9.1.     Der Auftraggeber hat alle Dienstleistungen unverzüglich nach Bekanntgabe der Fertigstellung zu überprüfen und allfällige Mängel binnen 14 Tagen nach Leistung der LBA schriftlich zu rügen. Die Beweislastumkehr zu Lasten von LBA ist ausgeschlossen. Das Vorliegen des Mangels zum Übergabezeitpunkt, der Zeitpunkt der Feststellung des Mangels und die Rechtzeitigkeit der Mängelrüge sind vom Auftraggeber zu beweisen.
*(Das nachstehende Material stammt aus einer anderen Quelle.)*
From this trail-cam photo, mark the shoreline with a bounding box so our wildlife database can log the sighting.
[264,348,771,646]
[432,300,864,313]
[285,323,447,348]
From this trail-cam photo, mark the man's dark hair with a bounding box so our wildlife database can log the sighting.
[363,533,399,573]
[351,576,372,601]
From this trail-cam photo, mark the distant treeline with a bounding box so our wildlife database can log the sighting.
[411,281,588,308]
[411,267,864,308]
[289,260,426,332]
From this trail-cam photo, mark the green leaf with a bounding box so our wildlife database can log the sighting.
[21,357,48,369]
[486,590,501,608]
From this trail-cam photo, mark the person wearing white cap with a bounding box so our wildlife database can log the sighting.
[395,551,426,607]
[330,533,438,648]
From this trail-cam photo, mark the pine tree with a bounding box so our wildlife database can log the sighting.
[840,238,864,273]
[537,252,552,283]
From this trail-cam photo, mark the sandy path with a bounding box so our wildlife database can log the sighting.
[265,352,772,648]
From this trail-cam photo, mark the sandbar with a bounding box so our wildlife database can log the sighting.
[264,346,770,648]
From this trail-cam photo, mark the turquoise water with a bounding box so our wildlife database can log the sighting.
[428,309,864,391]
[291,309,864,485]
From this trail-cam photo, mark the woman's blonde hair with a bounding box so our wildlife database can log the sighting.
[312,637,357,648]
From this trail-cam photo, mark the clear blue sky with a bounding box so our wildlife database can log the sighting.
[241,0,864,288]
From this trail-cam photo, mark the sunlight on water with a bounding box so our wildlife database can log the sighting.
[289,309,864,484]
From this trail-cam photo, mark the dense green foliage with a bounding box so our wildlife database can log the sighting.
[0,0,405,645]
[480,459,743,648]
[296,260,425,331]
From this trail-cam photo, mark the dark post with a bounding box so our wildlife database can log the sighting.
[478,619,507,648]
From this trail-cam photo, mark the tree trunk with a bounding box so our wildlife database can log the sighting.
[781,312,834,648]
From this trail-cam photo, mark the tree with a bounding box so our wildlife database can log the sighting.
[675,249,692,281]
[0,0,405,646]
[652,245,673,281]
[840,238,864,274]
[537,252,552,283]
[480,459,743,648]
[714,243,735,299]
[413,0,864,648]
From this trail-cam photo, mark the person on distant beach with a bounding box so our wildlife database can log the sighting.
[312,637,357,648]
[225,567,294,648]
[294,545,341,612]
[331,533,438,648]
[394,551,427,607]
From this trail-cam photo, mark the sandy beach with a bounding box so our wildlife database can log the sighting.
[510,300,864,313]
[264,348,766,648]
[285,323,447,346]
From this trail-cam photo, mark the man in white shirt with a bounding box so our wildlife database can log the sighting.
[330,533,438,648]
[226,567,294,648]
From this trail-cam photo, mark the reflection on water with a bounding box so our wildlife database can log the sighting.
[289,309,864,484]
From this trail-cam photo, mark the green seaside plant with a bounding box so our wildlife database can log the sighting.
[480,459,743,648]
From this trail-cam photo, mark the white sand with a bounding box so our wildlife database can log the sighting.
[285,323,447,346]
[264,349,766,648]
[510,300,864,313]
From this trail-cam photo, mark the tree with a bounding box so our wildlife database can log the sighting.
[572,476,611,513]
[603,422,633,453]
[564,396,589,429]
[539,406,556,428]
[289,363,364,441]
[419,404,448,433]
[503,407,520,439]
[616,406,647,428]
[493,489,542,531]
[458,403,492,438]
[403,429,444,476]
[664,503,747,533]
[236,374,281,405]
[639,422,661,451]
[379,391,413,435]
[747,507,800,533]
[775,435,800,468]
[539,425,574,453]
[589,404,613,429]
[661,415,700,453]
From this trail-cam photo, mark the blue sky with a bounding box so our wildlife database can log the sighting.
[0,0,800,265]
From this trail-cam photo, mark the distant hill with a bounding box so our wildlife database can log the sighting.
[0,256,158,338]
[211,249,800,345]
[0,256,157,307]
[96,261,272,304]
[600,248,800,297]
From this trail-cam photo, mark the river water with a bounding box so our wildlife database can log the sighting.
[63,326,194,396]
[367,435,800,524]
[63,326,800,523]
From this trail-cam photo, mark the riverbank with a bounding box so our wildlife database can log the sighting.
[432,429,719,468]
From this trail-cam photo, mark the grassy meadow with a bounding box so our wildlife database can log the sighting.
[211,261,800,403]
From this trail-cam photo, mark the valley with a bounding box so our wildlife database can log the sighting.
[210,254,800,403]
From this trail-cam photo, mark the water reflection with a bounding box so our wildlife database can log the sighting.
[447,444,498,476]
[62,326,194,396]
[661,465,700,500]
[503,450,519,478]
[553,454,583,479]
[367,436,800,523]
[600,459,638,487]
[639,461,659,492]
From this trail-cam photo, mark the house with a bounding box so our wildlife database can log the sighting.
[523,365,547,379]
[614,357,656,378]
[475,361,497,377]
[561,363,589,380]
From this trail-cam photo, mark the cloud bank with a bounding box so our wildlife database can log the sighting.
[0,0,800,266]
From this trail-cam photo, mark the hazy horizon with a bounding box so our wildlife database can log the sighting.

Mängel sind LBA innerhalb der von LBA mitgeteilten Frist, unverzüglich nach Kenntnis des Mangels bekannt zu geben. LBA wird aufgrund der Mängelanzeige eine Verbesserung vornehmen. Mangels rechtzeitiger Mängelanzeige gilt die Leistung, die durch LBA erbracht wurde, als genehmigt. Die Frist zur Geltendmachung von Gewährleistungsbehelfen, welche einvernehmlich auf Austausch und Verbesserung beschränkt werden, beträgt 6 Monate ab Freigabe der Lizenz für die Nutzung der Wortbildmarke „Leitbetriebe Austria“. Sollte ein Austausch oder eine Verbesserung der mangelhaften Leistung nicht möglich oder tunlich sein, beschränken sich die Gewährleistungsbehelfe auf eine entsprechende Minderung des Auftragswertes, vorausgesetzt der Mangel hat eine grobe Beeinträchtigung des Unternehmens des Auftraggebers zur Folge. Schadenersatzansprüche sind binnen 6 Monaten ab Freigabe der Lizenz für die Nutzung der Wortbildmarke „Leitbetriebe Austria“ bei sonstigem Ausschluss schriftlich geltend zu machen. LBA haftet jedoch ausschließlich für Schäden, die von LBA nachweislich, vorsätzlich oder grob fahrlässig verschuldet wurden; eine Haftung für leichte Fahrlässigkeit ist ausgeschlossen. Eine Haftung für Folgeschäden, insbesondere für entgangenen Gewinn, ist ebenfalls ausgeschlossen. Weiters ist die Höhe des Schadenersatzanspruches mit der Höhe des Auftragswertes beschränkt.

10. Erfüllungsort/Gerichtsstand/Rechtswahl/Vertragssprache

10.1. Erfüllungsort ist der Sitz von LBA.

10.2. Ausschließlicher Gerichtsstand für Rechtsstreitigkeiten aus und im Zusammenhang mit diesem Vertrag ist das sachlich zuständige Gericht in Wien.

10.3. Auf die Rechtsbeziehungen zwischen dem Auftraggeber und LBA ist ausschließlich österreichisches Recht unter Ausschluss der Verweisungsnormen des internationalen Privatrechts (zum Beispiel IPRG, IVO etc.) anzuwenden. Die Bestimmungen des UN-Kaufrechts finden keine Anwendung.

10.4. Die Vertragssprache ist deutsch.